雑貨屋には男が二人楽しげに会話をしていた。年配の男性と20代後半ほどの青年だった。
「こんにちは、ちょっと聞きたいことがあるんだけど」
ハチは二人に声をかける。
「いらっしゃい、見ない顔だね」
答えたのは青年だった。
「さっき薬屋に行ってきたんだけど、あの薬屋はもうずっとここで生活してるの?」
青年はああ、と言って笑った。
「珍しいだろ、こんな田舎の村に薬屋があるのは。僕がこの村に来た時にはもういたよね、どれくらいになるかな」
そう問われた年配の男性はうーんと悩み曖昧に答える。
「ここ十年くらいだったかなぁ。何人も子供を連れててな。薬屋をやるために広い土地を探してるってんでもう使われてない家に住み始めたんだよ。店には子供がいたろ?あそこの母親はめったに顔を見せないんだ。まあ母親といっても血は繋がってないけどな」
「ミセリアさんならさっき買い物に来たけどね。子供たちだけじゃ持てない重い物を買う時くらいだよ、店に来るのは」
「この村には若者が少なくてな。

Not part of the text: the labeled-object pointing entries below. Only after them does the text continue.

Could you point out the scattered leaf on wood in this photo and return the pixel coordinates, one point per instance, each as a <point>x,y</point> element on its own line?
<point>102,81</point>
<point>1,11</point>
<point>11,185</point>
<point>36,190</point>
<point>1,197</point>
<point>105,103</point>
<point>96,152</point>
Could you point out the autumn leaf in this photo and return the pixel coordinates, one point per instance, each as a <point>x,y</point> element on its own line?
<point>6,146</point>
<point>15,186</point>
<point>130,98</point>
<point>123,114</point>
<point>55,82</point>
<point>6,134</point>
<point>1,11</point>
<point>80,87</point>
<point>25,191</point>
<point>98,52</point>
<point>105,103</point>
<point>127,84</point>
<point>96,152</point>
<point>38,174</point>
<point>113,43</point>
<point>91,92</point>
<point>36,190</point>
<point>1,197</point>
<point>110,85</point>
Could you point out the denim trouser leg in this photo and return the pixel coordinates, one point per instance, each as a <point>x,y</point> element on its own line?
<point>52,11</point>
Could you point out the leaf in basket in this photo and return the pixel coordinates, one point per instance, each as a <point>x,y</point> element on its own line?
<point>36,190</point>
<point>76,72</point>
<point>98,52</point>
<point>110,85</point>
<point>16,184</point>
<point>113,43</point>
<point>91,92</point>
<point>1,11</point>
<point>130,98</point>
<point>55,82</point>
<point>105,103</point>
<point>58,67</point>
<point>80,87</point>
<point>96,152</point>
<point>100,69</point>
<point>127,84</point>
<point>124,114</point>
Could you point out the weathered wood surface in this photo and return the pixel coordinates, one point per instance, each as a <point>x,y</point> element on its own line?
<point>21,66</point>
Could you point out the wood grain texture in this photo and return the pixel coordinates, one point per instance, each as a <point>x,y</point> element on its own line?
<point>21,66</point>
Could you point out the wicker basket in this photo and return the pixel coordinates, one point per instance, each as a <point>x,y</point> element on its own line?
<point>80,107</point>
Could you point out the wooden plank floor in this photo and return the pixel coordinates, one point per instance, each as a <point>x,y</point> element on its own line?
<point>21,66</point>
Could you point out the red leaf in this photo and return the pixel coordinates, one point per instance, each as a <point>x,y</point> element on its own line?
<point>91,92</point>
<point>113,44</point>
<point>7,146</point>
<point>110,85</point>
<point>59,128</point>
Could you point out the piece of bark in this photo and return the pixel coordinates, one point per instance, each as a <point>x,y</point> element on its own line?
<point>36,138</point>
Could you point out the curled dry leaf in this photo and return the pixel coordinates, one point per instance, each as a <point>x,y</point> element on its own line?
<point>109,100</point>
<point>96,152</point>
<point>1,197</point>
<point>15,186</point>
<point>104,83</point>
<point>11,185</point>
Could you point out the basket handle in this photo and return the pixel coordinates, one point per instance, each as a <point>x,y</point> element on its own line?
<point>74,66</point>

ミセリアとヒースが来てからずいぶん生活が楽になって助かってるんだ。もともとは町まで買い物に出かける必要があったからな」
年配の男性は青年に目をやる。
「いやぁ、僕のほうこそ定住できる家が出来て助かってるからね。持ちつ持たれつだよ」
ヒースと呼ばれた青年はにこやかに笑った。
「ところで君たち、もう日も暮れはじめる時間だけど大丈夫なのかい?」
ヒースは不思議そうな表情で二人に問う。すると年配の男性も口を挟む。
「ああ、確かに。町まで四、五時間かかるだろ?暗くなっちまうぞ」
「目的地はキササゲなんだ」
するとヒースは驚きの声をあげる。
「これから行くのか?ここからだともっとかかるぞ」
「やめとけ、山道も歩くことになるし。一度町に戻った方がいい」
「今日はこの村に泊まろうと思って宿屋を探してたんだよ」
男性は困ったな、と頭をかく。
「この村に宿屋はないぞ。誰も来ないからな」
ナナの脳裏に野宿の文字が浮かび顔をしかめた。
「そんな嫌そうな顔すんな、野宿は慣れっこだろ」
その様子を見た男性は不思議そうにする。
「一度町に戻ればいいのに何かわけでもあるのか?」
ハチはばつが悪そうに笑った。
「ここまで歩いてきたから妹がもう限界で」
その言葉に二人は納得する。
「まぁこんなか弱い女の子にとっては大変な道のりだからね、当たり前か。そうだ、ダイさんの家がまだそのままだっただろう?そこを使ってもらってもいいんじゃないかな?」
ヒースの言葉に男性も頷く。
「ああ、確かに。一年ほど放置してる家があるんだよ。そこでいいなら使っても構わんぞ。まあだいぶ埃だらけだと思うが」
そう言って男性は椅子から立ち上がった。
「案内してやるよ。じゃあヒース、また夜にな」
連れてこられた家は男性の言うとおり長い間誰も暮らしていない様子だった。
「ここに住んでいた人はどうしたの?」
ハチの質問に男性は窓を開けながら答える。
「亡くなったんだよ。もう歳でね。独り身だったからこの家もそのままさ」
老衰、ということだろうか。
「人が少ないとすぐ気づいてもらえるだろうね」
ハチの呟きに男性はそうだな、と答える。
「ダイのじいさんが亡くなったのが最後だったか。数年前にミセリアんとこの子が一人亡くなったが、子供が亡くなるのはどうにも心苦しくてかなわんな」
そして男性はあとは自由にしてくれ、と言い残して立ち去っていった。